5. St. James Episcopal Church, Wilmington

Haunted St. James Episcopal Church in Wilmington NC
Location: St. James Episcopal Church, 25 S 3rd St, Wilmington, NC 28401

This Wilmington cemetery has earned the reputation of being one of the most haunted cemeteries in the entire state. Its frequent, and longstanding paranormal activity has made the cemetery a permanent talking point on local Wilmington ghost tours.

It was first built in 1739. In 1810, a young man named Samuel Joselyn got into a quarrel with his wife during a dark, wintery night. Samuel got so angry with his wife, that he stormed out of their house and took his horse for a ride.

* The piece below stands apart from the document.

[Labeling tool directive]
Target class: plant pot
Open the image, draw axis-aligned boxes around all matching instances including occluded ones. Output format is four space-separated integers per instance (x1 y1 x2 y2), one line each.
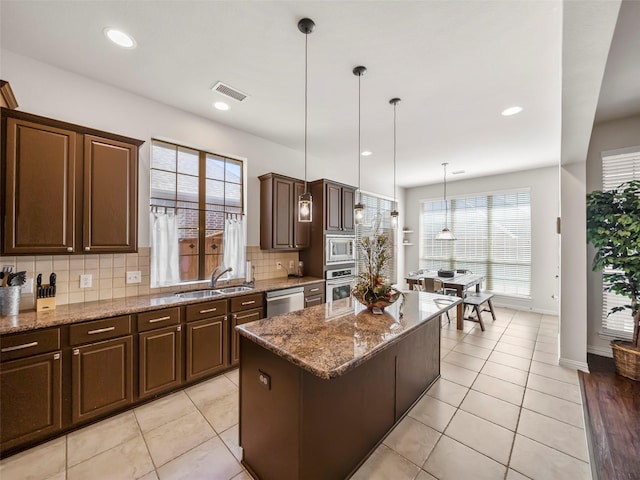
611 340 640 381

The following morning the wife asked for local townsfolk to try to find him. Samuel was found frozen, half lying in a puddle of frozen water. Everyone believed he had experienced some kind of accident on the road, and his horse had abandoned him. He had slowly froze to death in the cold. Samuel was buried shortly after he was discovered.

In the days that followed Samuel’s friends began to experience very strange dreams about their deceased friend. He would appear in the middle of their dreams, pleading for them to dig up his body immediately.

Eventually, they realized the dreams would not cease unless they gave into his request. They dug up his body and were shocked at what they found. Samuel’s corpse was covered in a puddle of dried blood. His fingernails were nothing but raw, bloody stumps from trying to claw his way out of the coffin. He had not been dead when the town had buried him.

Today, Samuel is said to haunt the cemetery quite often. His ghost has been seen lounging by his tombstone, never far from the spot where he died.